Thursday, April 6th, 2023, 1030-1630
S3 Needles outpost to Lost Canyon site 3, Canyonlands National Park
8 miles, elevation 5250′
It was the coldest morning yet at just 20 degrees. It made it very hard to get up, so I played with my phone for awhile inside my quilt. Eventually I packed my stuff and headed for the camp store (where the wifi was). We lingered there forever, doing stuff on phones, playing with Coco and chatting with Mac, Amber, and Caleb. Two women, Jill and Sarah were just finishing their trip and offered us their fuel canister. I’d just been fretting over whether mine would make it to Hanksville…the trail provides. Since they were so nice, I asked if we might get a ride back to the main road. They happily agreed and once there, offered to take us further, since they weren’t in a hurry. So we figured we might as well get a ride to the Salt Creek trailhead, saving us some more road walking. I think it might have cut about 5 miles from our alternate route but then again, we were already adding miles by taking the alternate, what does it matter anyways.
We started down the very popular Salt Creek trail for a few easy miles. We stoped at a cool hole in the rock and pictograph panel for lunch. There were multiple layers of ancient paintings, one on top another like graffiti. It’s incredible how little we know of our past ancestors. They might as well have been an alien civilization, compared to how we live now. Well, some of us are still trying to live out here, or at least pretending for a time.
While taking a break, I came up with a new Hayduke Tradition: If taking the Peekaboo alternate trail, one has to moon everyone below in Salt Canyon while standing in the hole in the rock and yelling “peekaboo!”
We surprisingly didn’t see anyone else until the turn off for the Peekaboo connector trail. There we ran into 4 rangers out for a familiarization hike, who of course asked to see our permit. We were happy to oblige, being spot on with our date and distance to the site. They bid us well, probably also glad not to need to hassle us. We turned a corner around a rock and couldn’t figure out where the 4 had just come from, since the trail seemed to end abruptly. Then I saw a 20 ft ladder leading up a crazy crack in the wall and this was the beginnings of our trail.
We went up high onto the melted cheese rock, bouncing from one ledge and mound to another, testing our traction on the crazy angles, and making a game of finding the next cairn…an easter egg hunt. It was a fantastic “trail”, full of surprises and views. It would not be fun in snow, ice, or rain but it was a beautiful blue sky day, perfect for adventure. It even started to get hot climbing around on top the exposed sandstone. I saw a weather forecast at the visitors center the day before calling for a week of clear skies and warming temps. In fact, it said highs would be in the 80s by Monday!!! I couldn’t even imagine.

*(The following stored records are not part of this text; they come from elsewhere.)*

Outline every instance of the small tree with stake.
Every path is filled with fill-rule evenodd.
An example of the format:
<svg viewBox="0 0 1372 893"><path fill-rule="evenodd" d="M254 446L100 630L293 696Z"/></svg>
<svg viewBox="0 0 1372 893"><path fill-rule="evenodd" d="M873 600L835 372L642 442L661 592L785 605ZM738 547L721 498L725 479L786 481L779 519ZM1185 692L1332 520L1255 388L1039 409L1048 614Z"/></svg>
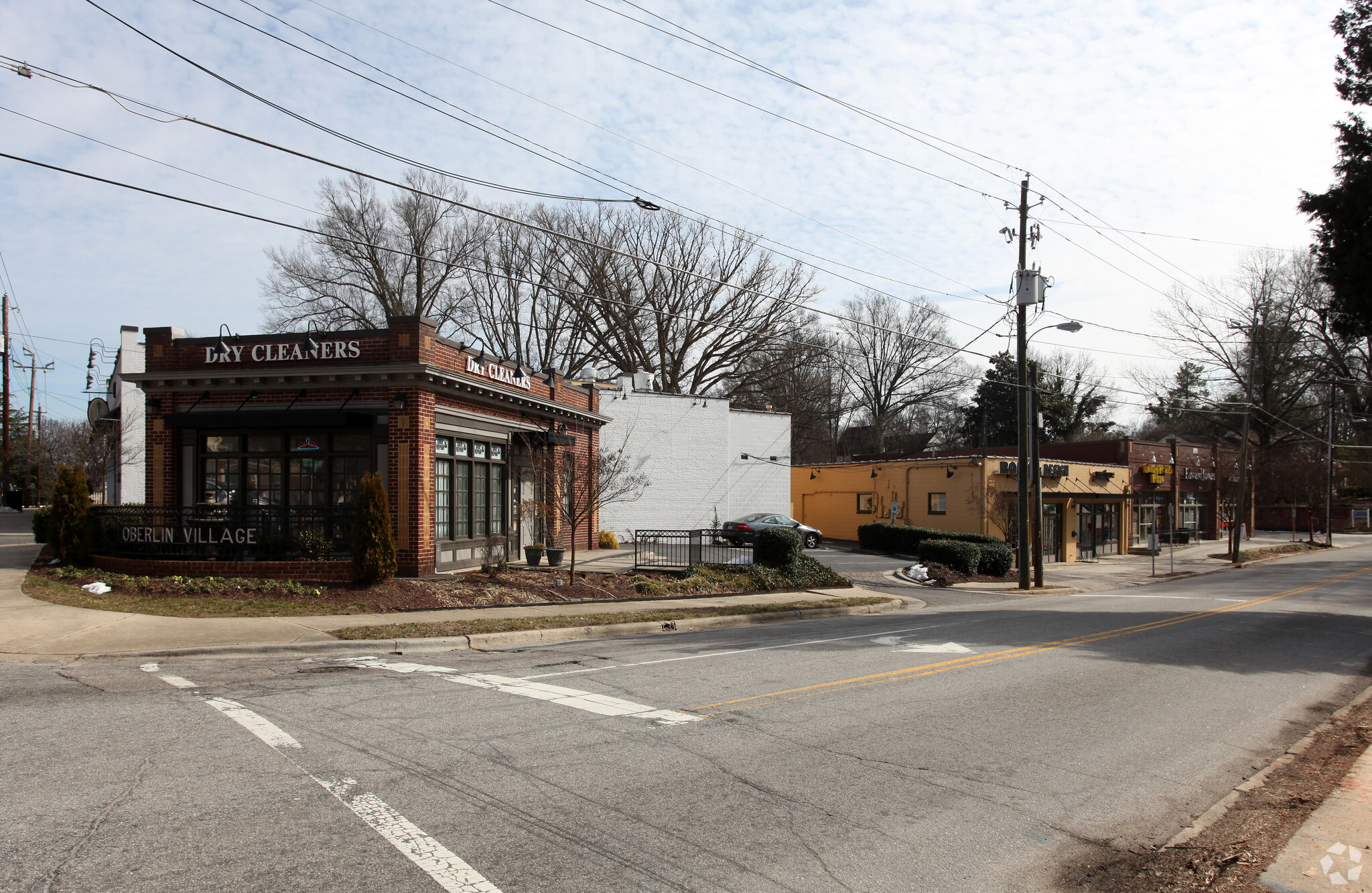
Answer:
<svg viewBox="0 0 1372 893"><path fill-rule="evenodd" d="M578 531L590 527L595 513L608 505L637 502L648 487L648 476L628 465L624 447L598 450L578 462L572 450L543 450L534 464L534 473L543 494L536 510L569 528L572 561L568 583L576 582Z"/></svg>

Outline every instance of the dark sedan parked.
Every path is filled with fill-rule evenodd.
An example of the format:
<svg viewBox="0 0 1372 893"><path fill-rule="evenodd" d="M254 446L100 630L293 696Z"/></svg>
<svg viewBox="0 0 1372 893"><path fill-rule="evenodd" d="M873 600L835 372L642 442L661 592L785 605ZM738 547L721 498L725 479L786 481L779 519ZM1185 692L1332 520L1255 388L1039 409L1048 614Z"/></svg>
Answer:
<svg viewBox="0 0 1372 893"><path fill-rule="evenodd" d="M800 535L805 538L805 549L814 549L819 543L825 542L825 534L815 529L814 527L807 527L797 521L796 519L789 519L785 514L745 514L737 521L724 521L719 531L719 535L734 546L741 546L744 543L753 542L753 535L759 531L764 531L768 527L789 527L794 531L800 531Z"/></svg>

We dropped into Lost Canyon and started weaving up the creek bed. We passed many day hikers and a few backpackers. We stopped to talk to some when Mac caught up. He’d gotten a permit for a jeep-accessible campsite all the way on the SW side of the pack, some 10 miles away. He needed to get a move on to make it there before dark. We, on the other hand, were only 1.5 miles from our site. We got there around 4 pm, wondering what to do with the rest of our time. We debated moving on to share Mac’s site but ours was so nice and peaceful. Plus, we’d payed a king’s ransom for it. Mac paid only $5 for his site, the standard NPS rate per person for a backcountry site.

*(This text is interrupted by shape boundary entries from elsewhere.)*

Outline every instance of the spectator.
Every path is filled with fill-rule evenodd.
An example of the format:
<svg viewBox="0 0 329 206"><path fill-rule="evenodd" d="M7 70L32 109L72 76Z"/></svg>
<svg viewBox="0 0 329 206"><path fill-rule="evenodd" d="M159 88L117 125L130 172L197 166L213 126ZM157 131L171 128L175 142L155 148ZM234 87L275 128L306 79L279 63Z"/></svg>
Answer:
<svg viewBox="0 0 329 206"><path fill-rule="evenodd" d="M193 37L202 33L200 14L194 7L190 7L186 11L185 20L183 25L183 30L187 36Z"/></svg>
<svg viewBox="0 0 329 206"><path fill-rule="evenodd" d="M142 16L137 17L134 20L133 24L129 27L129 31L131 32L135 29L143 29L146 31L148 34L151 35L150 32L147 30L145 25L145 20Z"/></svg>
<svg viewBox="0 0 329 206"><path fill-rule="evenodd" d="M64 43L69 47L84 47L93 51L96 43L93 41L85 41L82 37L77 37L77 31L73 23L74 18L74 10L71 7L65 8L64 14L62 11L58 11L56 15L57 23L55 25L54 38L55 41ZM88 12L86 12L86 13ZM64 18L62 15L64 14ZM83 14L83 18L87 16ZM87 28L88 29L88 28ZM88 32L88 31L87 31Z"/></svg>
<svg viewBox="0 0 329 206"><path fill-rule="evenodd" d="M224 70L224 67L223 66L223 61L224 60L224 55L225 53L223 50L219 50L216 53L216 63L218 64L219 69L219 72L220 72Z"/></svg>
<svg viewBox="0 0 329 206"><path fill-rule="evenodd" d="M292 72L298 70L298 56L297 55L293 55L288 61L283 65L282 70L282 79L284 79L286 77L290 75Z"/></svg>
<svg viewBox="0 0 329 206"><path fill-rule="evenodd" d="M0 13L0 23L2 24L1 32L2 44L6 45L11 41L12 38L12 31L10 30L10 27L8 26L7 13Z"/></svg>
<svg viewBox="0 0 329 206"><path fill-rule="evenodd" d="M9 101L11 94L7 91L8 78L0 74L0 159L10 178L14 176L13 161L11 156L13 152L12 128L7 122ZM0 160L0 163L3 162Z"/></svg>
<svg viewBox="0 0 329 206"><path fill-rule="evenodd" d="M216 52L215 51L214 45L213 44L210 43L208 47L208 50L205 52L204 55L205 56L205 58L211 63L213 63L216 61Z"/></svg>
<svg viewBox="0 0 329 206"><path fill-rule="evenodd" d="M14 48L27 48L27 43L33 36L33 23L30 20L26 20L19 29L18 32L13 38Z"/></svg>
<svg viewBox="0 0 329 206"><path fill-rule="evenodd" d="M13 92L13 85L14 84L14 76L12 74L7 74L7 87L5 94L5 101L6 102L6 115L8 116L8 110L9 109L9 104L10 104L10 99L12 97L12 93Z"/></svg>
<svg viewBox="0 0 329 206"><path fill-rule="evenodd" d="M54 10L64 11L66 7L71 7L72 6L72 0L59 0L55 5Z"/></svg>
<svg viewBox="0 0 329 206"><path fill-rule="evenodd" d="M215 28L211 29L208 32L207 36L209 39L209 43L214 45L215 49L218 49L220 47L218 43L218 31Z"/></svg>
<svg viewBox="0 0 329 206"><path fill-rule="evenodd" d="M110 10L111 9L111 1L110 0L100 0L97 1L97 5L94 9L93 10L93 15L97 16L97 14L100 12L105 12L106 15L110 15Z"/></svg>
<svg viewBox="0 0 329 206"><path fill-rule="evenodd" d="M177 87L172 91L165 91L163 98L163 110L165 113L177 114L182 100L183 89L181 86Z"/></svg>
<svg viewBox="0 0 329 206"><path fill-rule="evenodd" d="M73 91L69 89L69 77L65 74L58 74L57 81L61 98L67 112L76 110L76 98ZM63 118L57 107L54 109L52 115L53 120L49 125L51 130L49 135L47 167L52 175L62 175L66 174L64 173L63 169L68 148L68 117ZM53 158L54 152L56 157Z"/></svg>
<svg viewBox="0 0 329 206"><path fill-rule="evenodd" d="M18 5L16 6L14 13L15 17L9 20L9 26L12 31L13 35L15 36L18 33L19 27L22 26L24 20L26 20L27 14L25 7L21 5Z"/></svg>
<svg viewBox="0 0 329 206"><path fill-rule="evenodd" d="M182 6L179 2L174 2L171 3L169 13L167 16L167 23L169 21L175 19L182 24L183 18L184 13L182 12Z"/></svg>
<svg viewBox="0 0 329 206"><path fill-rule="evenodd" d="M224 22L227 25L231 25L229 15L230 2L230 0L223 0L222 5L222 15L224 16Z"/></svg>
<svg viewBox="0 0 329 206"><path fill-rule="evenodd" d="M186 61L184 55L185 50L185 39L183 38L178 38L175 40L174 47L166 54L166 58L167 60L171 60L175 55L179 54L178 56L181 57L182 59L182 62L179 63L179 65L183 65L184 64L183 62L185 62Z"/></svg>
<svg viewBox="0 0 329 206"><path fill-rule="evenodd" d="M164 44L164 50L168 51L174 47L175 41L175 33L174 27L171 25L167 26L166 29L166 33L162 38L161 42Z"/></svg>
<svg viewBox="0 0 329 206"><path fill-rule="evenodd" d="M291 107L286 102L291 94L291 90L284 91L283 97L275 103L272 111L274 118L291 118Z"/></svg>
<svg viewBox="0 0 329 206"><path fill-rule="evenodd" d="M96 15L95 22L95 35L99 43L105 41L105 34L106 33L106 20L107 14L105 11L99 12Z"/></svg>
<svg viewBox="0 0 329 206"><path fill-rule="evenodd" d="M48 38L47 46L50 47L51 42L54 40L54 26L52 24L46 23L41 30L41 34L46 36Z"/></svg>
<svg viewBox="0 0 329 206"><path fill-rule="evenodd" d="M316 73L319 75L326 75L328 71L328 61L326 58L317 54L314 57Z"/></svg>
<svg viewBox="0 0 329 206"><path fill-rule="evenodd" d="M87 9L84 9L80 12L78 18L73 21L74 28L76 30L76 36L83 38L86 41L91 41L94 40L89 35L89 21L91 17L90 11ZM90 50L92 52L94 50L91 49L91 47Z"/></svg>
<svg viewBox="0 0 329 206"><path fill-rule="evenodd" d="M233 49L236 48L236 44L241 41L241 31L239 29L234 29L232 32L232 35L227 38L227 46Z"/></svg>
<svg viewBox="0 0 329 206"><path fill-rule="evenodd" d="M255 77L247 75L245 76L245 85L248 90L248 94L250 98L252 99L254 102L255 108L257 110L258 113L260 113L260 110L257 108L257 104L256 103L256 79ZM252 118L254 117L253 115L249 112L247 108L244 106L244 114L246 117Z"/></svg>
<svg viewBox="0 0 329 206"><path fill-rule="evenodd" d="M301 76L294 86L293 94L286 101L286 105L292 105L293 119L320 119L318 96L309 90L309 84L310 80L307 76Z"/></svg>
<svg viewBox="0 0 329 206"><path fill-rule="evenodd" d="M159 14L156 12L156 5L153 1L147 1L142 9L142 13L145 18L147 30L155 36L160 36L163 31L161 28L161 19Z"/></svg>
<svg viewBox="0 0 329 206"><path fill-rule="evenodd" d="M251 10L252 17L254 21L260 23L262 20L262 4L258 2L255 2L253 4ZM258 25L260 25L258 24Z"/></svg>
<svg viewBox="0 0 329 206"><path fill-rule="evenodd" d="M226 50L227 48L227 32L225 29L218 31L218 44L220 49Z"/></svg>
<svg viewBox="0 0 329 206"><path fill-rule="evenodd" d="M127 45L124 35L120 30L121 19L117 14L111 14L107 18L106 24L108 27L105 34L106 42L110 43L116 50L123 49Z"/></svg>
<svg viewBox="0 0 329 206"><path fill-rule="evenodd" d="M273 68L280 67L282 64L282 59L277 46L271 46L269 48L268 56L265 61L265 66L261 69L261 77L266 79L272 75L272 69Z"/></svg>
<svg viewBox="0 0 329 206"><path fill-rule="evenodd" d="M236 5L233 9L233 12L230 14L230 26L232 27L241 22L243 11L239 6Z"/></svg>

Consider that we would have paid just $10 for our site, had we been able to reserve it last minute and in person at the visitors center. Of course this isn’t generally possible since all the sites are made available online, months in advance. The government gives away rights and profits to the private company that administers Rec.gov, which has become one bane of my existence. I hate the site and even more so the outrageous fees it charges. There was a 360% ($36) markup on our backcountry site, all for the privilege of reserving it online in advance. This is price gouging and how much of that money is actually going back to the park? It’s not right for a private company to be making big profits on selling access to our public lands back to us, the people who own it. Rant over for now but I’m really pissed about the way things are headed…. Pay to play.

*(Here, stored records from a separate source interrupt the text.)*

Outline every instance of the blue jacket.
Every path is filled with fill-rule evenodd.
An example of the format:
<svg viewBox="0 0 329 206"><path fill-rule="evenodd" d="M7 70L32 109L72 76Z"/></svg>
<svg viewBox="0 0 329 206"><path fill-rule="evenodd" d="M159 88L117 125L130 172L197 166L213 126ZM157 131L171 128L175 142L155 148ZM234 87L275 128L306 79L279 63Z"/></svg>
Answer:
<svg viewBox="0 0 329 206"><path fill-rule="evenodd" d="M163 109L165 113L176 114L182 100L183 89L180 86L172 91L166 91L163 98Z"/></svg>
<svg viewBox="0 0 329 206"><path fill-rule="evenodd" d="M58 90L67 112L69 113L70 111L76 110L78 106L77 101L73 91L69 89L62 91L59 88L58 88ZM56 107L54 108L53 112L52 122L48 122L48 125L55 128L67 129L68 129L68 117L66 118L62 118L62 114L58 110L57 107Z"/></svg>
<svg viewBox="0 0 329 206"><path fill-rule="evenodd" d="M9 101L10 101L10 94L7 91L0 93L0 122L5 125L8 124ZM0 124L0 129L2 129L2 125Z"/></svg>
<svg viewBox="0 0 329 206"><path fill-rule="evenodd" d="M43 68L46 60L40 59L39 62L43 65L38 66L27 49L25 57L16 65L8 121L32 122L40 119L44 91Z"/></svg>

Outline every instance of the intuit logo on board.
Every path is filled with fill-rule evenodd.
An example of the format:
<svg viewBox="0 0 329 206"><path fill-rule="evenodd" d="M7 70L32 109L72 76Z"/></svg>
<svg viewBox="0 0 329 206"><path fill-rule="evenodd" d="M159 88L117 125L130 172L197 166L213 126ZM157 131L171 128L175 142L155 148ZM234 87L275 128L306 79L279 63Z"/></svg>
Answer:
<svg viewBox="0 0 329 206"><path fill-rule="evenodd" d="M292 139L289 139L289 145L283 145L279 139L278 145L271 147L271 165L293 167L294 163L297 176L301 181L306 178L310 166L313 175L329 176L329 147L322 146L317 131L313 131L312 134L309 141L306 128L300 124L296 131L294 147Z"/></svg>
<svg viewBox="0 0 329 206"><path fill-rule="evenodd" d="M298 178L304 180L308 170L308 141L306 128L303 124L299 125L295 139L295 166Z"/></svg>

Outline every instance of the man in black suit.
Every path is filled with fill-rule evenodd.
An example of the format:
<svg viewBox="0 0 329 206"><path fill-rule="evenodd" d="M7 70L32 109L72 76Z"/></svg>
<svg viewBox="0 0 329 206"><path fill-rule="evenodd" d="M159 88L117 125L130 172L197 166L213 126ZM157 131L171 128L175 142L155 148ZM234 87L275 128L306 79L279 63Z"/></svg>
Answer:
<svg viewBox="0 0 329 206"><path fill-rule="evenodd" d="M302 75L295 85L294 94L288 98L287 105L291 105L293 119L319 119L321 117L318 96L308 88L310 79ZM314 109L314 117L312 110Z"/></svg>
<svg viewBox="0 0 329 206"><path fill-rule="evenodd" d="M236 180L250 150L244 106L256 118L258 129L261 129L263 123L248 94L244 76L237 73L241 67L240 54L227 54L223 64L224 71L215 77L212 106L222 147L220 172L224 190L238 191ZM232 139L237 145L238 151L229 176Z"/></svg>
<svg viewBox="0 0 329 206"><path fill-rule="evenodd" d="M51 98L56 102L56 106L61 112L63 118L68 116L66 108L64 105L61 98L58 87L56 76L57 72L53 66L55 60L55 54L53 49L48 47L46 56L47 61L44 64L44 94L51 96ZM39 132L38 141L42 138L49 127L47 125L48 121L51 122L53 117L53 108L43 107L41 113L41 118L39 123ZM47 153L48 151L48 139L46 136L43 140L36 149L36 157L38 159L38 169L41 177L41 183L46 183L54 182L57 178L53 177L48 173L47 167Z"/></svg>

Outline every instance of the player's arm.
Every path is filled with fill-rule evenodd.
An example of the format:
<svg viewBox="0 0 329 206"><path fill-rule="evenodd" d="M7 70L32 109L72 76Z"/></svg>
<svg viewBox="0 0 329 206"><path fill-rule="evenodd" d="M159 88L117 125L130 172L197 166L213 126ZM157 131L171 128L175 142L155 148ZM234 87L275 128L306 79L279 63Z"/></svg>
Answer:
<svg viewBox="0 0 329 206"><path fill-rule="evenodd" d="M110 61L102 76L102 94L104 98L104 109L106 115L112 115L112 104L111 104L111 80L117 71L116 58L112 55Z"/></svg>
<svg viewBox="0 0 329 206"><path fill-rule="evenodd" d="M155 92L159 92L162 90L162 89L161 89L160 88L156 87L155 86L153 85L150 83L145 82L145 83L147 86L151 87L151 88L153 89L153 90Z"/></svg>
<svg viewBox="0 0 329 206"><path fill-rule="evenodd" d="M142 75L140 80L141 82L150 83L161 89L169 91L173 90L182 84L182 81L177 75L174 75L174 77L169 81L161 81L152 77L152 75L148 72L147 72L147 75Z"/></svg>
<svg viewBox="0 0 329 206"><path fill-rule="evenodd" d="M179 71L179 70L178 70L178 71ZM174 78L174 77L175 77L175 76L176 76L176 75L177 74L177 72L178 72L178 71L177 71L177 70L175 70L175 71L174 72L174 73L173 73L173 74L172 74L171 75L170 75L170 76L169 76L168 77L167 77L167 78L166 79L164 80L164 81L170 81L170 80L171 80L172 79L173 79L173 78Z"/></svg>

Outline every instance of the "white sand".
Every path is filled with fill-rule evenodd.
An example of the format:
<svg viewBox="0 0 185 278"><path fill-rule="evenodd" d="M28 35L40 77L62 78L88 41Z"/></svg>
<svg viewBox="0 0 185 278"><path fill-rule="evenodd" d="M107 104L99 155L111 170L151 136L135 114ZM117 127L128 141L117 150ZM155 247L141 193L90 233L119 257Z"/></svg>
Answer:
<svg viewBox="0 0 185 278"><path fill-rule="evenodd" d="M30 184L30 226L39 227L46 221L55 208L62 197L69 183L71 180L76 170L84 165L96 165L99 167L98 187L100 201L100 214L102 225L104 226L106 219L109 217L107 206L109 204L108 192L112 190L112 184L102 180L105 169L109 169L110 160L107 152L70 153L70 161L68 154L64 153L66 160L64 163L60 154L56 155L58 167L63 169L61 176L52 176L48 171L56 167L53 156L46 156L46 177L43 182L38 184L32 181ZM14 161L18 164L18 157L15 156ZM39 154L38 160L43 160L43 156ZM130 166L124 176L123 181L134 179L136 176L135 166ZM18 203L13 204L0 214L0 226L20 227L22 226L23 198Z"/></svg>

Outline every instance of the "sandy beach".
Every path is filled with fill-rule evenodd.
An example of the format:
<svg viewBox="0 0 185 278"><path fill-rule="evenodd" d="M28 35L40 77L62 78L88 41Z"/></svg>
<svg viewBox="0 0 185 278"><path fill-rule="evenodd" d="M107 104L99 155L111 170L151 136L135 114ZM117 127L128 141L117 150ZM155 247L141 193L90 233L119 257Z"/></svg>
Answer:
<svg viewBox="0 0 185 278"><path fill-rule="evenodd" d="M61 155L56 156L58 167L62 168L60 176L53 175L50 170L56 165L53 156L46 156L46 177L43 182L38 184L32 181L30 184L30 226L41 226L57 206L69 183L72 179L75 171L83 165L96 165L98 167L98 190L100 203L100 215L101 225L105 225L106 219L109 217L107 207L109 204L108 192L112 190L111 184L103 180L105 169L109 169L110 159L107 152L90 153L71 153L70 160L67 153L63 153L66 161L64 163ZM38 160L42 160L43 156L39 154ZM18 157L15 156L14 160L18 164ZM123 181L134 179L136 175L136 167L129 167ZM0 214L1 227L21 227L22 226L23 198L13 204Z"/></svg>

We really did enjoy the site, though. It was under a couple junipers and had great views of the canyon. It sounds like all sites are single party occupancy (hence their lack of availability), so we had it to ourselves. We had a huge pool of clear, beautiful running water in the creek below. I spent some time just sitting by the water, listening to it gurgle. Bliss. We cooked dinner utilizing the camp furniture and went for a short hike up a sandstone mound to see the evening colors. I guess these are all the normal things normal backpackers do after arriving camp so early. Today we were very normal backpackers and it was pretty nice. We’d be back to doing miles the next day but a chill day was in order for enjoying the park. Actually, it felt like a lot of days on the Hayduke had been chill thus far … were we doing something wrong, I wondered?